The benefits of this technology include increased user engagement, higher conversion rates, improved user satisfaction, and better targeting of digital components to users.

Potential Commercial Applications

Potential commercial applications of this technology include online advertising platforms, e-commerce websites, content publishing platforms, and digital marketing agencies.

Possible Prior Art

One possible prior art for this technology could be personalized recommendation systems used in e-commerce websites and streaming platforms to suggest products or content to users based on their browsing history and preferences.

What are the potential limitations of this technology in accurately predicting user attributes?

One potential limitation of this technology could be the accuracy of the prediction algorithms used to determine user attributes. The system may not always accurately predict user preferences or behavior based on past data.

How can the effectiveness of this technology be measured in terms of user engagement and conversion rates?

The effectiveness of this technology can be measured by tracking metrics such as click-through rates, time spent on the website, conversion rates, and user feedback. A comparison of these metrics before and after implementing the technology can help evaluate its impact on user engagement and conversion rates.
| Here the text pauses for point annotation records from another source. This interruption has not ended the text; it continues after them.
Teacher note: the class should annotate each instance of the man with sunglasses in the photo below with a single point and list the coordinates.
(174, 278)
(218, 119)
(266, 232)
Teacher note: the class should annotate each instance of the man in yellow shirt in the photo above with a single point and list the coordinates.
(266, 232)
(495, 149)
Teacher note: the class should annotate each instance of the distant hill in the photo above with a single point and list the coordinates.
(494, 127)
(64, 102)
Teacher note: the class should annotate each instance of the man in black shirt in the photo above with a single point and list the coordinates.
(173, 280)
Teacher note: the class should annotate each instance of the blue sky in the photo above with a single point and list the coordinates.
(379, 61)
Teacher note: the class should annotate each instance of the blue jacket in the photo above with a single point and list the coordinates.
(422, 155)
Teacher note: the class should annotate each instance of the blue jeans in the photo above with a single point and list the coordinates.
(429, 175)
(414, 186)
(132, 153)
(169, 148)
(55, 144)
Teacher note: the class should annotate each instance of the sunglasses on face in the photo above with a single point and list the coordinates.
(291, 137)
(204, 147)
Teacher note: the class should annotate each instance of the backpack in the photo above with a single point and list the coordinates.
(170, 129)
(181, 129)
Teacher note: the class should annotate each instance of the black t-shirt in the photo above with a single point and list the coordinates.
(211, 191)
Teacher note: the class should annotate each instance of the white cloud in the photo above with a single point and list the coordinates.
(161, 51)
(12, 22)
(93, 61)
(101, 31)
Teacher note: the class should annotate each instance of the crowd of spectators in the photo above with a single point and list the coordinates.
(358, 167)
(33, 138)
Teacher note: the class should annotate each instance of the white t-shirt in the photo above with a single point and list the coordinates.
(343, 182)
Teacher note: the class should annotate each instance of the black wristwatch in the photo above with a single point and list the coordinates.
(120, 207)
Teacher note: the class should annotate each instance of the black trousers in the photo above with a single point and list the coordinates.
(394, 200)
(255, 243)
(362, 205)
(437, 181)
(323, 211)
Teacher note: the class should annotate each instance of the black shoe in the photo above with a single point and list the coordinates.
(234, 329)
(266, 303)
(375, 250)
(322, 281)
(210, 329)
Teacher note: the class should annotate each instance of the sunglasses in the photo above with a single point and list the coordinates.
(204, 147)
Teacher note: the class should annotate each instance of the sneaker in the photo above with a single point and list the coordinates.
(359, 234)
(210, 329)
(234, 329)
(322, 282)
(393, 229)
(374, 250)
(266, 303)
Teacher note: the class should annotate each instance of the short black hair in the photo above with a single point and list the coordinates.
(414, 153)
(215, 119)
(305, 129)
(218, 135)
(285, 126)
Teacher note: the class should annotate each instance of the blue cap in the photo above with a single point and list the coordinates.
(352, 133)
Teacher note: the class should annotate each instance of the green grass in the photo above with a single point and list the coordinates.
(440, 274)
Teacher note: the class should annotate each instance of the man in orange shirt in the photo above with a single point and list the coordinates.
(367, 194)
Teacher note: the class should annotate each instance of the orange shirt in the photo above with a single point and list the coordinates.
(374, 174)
Original Abstract Submitted

Methods, systems, and apparatus, including computer programs encoded on a computer storage medium, for selecting and distributing digital components based on predicted user attributes of users are described. In one aspect, a method includes obtaining data indicating content categories of content of the content pages accessed by the user during the user visits. A determination is made for an aggregate measure of each content category based on a quantity of user visits to content pages of the electronic resource of the publisher that included content classified as belonging to the content category. User attribute prediction data indicating previously predicted user attributes of the user is obtained. User attributes are predicted for the current visit of the user to the electronic resource of the publisher that is further used to select digital components for display with the electronic resource on a client device during the current visit.